Mark Blagrave (born 1956) is a Canadian writer of plays, short stories, and novels, and a former university professor and administrator.

Born in Niagara-on-the-Lake, Blagrave was raised in Southern Ontario and Bermuda before finishing high school in Saint John, New Brunswick. After earning his BA at Mount Allison University in Sackville, New Brunswick, and his MA and PhD from the University of Toronto, he returned to teach at the University of New Brunswick in Saint John and then, for twenty years, at Mount Allison University. In 2009, he returned to Ontario as Dean of the Faculty of Arts and Social Science at Huron University College, where he stayed until 2016 when he settled back in New Brunswick in St Andrews By-the-Sea.

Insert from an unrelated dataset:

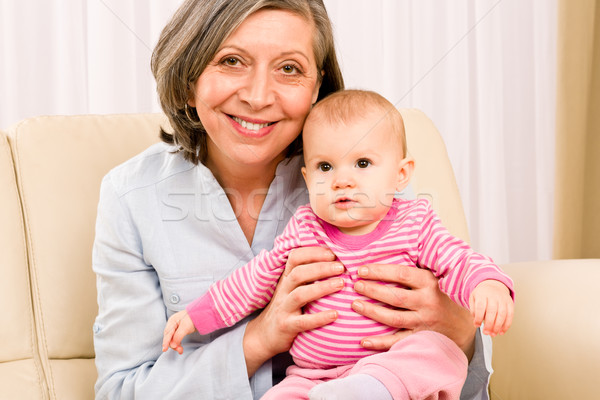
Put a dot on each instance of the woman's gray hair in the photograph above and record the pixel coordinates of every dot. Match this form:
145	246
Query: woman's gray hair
191	39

Three of Blagrave's plays have been contracted for professional production (We Happy Few, and Scape by Live Bait Theatre, and Nomentacke by NotaBle Acts Festival) and a dozen others have been produced by university theatres in New Brunswick. His short stories have appeared regularly in Canadian periodicals such as The Fiddlehead, The Antigonish Review, and The New Quarterly. Silver Salts, his first novel, was shortlisted for the Commonwealth First Novel Award (Canada and Caribbean) for 2008. Salt in the Wounds, a collection of linked stories, all connected to salt, followed in 2014, and the novel Lay Figures in 2020.